In his research note, Gallant said that the HHI score itself may not sink the merger. But he said that it shifts the burden of the companies to explain why the government should allow further market concentration. It’s likely that Sprint and T-Mobile could argue that together the companies could more effectively compete against AT&T and Verizon. Gallant concedes that regulators would likely give this argument serious consideration.
Is T-Mobile even interested in merging with Sprint?
But a bigger question to ask might be whether T-Mobile would even be willing to be gobbled up by Sprint. While the company’s executives have publicly stated their willingness to examine future deals, the company is on a positive trajectory not only with the “Uncarrier” strategy, but also with its network build, which is nearly complete. The company is also preparing and positioning itself for the upcoming incentive wireless auction in 2015, which will put more low-frequency broadcast TV spectrum in the market.
It seems unlikely that T-Mobile, which suffered serious customer losses during the time its merger with AT&T was being considered, would be willing to risk its gains to team up with Sprint.
The Wall Street Journal noted in its story that Sprint has not made up its mind whether it will move forward with its bid. That makes sense given Sprint’s acquisition track record and the fact the company is already struggling to keep customers satisfied.
Sprint, which is the third largest operator in the US in terms of subscribers, is the weakest among the national carriers at the moment. The company has been losing more customers this year than any of its three major competitors. The company also has a long history of missteps with acquisitions. In fact, it is today finally integrating wireless spectrum it bought in 2005 from Nextel. The shift to shut down Nextel’s network, and the company’s technological flip- flop from 4G WiMax to 4G LTE has resulted in massive customer losses.
Sprint’s woes were exacerbated this year as the company also transitioned its network to a new infrastructure. It has been ripping out old gear and replacing it with a new more flexible network. But in the meantime, service has suffered and customers have not been happy. Throw on top of that the Softbank acquisition and a deal to bring Clearwire’s assets back into Sprint, and it’s been a very difficult time for Sprint.
Sprint’s CEO Dan Hesse said at an investor conference last week that the company is going through some short-term pain that will eventually have long-term benefits. But it’s not difficult to see why customers and consumer advocates would likely look at a merger between Sprint and T-Mobile as a loss for consumers.

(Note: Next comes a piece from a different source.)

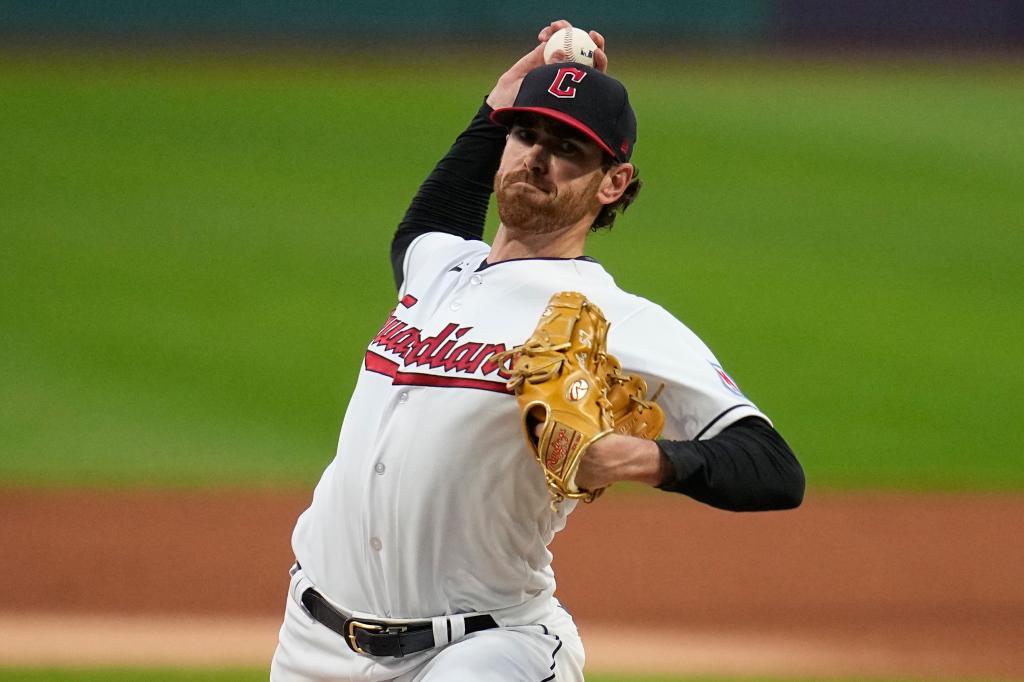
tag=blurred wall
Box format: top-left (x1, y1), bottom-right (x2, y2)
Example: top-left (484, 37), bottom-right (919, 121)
top-left (1, 0), bottom-right (1021, 50)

Dish Network is the real wild card.
Still, this doesn’t mean that the wireless industry is done consolidating. In fact, it’s very likely that there will be more mergers in 2014. Most of these deals could be small, similar in size and scope to T-Mobile’s deal with MetroPCS and AT&T’s acquisition of another regional prepaid brand, Leap Wireless. The big question in terms of mergers and acquisitions in the wireless market is what will happen to satellite TV provider Dish Network.
The company already owns a big chunk of terrestrial wireless spectrum, which it could use to build a mobile network. It is also the only company bidding on a national license of the upcoming H block wireless spectrum. Dish tried to acquire Sprint and Clearwire earlier this year. And the company’s founder has also been pursuing wireless assets from the bankrupt startup LightSquared. There is a chance that Dish may swoop in at some point to make a play in the market either by acquisition or by building its own network. One thing is clear, 2014 could be another interesting year of wheeling and dealing in wireless.